Pitts said he envisions the Erie Basin Wingate, planned next to Shanghai Red's, as catering to guests including business travelers and visitors from Canada and places like Erie, Pa.
As for the number of other hotel projects in the works, Pitts said, "The market will ultimately decide who survives and who doesn't."
David Hart, president and chief executive officer of Hart Hotels, said he isn't opposed to new competition in the downtown market. But he sharply criticized providing government subsidies to new hotels at a time when he says that market is struggling.
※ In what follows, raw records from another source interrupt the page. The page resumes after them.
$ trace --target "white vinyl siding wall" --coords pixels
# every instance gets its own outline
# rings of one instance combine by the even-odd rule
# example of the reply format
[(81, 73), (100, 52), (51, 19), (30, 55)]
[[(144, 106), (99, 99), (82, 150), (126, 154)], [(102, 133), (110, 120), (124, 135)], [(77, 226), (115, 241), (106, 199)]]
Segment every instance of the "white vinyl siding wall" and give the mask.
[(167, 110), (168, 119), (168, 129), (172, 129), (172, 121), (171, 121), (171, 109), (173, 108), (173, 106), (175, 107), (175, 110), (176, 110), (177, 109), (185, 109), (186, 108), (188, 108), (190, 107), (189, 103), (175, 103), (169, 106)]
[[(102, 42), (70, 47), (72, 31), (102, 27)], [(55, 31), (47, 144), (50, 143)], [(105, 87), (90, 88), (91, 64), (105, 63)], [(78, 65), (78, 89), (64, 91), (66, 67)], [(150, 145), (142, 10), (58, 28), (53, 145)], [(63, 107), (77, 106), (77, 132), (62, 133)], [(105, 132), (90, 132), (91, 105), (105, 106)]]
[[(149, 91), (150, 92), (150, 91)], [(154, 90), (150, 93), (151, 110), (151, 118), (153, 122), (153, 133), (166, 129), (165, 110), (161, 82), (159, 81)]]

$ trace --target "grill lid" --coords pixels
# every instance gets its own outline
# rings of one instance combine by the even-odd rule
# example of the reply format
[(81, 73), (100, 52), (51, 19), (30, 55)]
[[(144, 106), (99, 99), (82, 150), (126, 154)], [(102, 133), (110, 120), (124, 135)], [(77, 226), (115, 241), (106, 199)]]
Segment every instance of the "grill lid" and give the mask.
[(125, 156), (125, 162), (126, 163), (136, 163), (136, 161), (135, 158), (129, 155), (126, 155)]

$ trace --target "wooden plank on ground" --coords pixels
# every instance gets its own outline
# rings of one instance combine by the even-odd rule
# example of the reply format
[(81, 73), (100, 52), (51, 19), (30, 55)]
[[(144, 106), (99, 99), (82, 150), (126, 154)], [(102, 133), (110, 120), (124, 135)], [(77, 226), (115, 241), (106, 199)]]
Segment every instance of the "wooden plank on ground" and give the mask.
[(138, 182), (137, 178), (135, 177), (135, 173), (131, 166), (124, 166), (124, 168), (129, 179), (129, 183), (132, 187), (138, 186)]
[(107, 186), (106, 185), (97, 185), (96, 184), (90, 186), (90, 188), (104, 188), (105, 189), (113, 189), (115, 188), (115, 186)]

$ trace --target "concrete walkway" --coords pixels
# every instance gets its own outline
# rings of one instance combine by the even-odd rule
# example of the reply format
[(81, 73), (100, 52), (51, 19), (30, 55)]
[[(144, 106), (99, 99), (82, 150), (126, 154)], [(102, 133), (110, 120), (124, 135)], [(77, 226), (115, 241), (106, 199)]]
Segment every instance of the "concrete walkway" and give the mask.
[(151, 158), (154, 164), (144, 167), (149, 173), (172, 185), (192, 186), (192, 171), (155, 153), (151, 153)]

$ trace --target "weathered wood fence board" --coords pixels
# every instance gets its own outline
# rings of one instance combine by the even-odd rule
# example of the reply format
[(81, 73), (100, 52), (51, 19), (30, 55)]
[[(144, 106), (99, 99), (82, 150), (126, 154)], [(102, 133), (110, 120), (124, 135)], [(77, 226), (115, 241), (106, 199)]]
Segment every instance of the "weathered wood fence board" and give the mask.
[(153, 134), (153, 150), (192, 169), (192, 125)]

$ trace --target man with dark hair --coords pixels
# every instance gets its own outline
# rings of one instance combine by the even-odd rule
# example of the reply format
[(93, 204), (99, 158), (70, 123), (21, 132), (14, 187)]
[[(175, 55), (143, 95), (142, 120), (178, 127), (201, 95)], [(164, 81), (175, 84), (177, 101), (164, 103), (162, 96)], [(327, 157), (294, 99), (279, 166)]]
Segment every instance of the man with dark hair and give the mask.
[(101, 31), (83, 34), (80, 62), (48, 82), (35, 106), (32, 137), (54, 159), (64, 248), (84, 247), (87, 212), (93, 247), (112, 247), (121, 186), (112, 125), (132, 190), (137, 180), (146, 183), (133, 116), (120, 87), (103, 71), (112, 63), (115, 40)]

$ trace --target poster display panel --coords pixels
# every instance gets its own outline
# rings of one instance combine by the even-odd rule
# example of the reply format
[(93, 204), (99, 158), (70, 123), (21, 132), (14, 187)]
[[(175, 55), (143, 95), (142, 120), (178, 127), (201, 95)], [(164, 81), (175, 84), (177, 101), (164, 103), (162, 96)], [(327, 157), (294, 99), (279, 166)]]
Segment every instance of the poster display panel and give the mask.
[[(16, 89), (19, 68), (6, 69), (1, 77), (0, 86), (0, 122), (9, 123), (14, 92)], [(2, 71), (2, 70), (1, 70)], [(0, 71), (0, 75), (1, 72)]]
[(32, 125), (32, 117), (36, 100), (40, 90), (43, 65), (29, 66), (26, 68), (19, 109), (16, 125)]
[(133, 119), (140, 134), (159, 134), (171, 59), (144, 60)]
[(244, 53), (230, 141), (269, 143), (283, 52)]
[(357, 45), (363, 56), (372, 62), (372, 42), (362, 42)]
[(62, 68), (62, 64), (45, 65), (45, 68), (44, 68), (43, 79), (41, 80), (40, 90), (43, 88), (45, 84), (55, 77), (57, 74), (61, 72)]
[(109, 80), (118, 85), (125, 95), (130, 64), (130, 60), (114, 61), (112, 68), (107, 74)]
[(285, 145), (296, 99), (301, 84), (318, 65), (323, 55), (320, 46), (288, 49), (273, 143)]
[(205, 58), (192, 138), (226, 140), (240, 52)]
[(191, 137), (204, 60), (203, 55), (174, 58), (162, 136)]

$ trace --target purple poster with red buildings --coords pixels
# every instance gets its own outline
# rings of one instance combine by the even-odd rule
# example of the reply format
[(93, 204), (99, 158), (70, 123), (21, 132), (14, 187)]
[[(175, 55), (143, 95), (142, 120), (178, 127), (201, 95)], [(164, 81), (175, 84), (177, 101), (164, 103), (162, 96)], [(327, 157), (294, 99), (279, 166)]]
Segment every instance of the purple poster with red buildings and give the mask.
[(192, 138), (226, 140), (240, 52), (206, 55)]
"We don't need government-subsidized hotel rooms," said Hart, whose business operates a Holiday Inn on Delaware Avenue. "We need more customers."
If developers feel the downtown market is so hot, Hart said, they shouldn't need subsidies to get started. "If they want to do a private equity deal with their own money, then step up to the plate, fine."
New hotels that are subsidized merely "cannibalize" customers from the properties that have come before it, creating more downward pressure on the market, he said.
Conventions and meetings held in the Buffalo Niagara Convention Center are one source of guests for the downtown hotels.
Some larger conventions create a logistical challenge. The CVB sometimes brings suburban hotels into the lodging mix to serve all the downtown visitors, but that requires shuttling guests back and forth.
If the CVB bears the transportation costs, the convention becomes a less-lucrative source of business, Healy said. If the event has to bear the cost, Buffalo becomes a less-attractive choice, compared with cities with ample rooms close to the convention site.
"From our perspective, more rooms downtown makes Buffalo a more viable convention destination," Healy said.
Amateur sports are another area the CVB targets, said Michael Even, vice president of sales. The NCAA basketball tournament, the Empire State Games and the World Junior Hockey Championships are all on the 2010 schedule.
Cultural tourism is another of its targets. The National Trust for Historic Preservation will hold its 2011 conference in Buffalo and is expected to draw 2,000 people.
The hotel planned for Elmwood and Forest is trying to carve a geographic niche a bit removed from downtown.
Jeffrey Birtch, CEO of Chason Affinity, says that hotel would tap into cultural attractions like the Burchfield Penney Art Center, Albright-Knox Art Gallery and the Darwin Martin House, as well as Buffalo State. It would also be an option for people who are visiting residents in that section of the city, he said.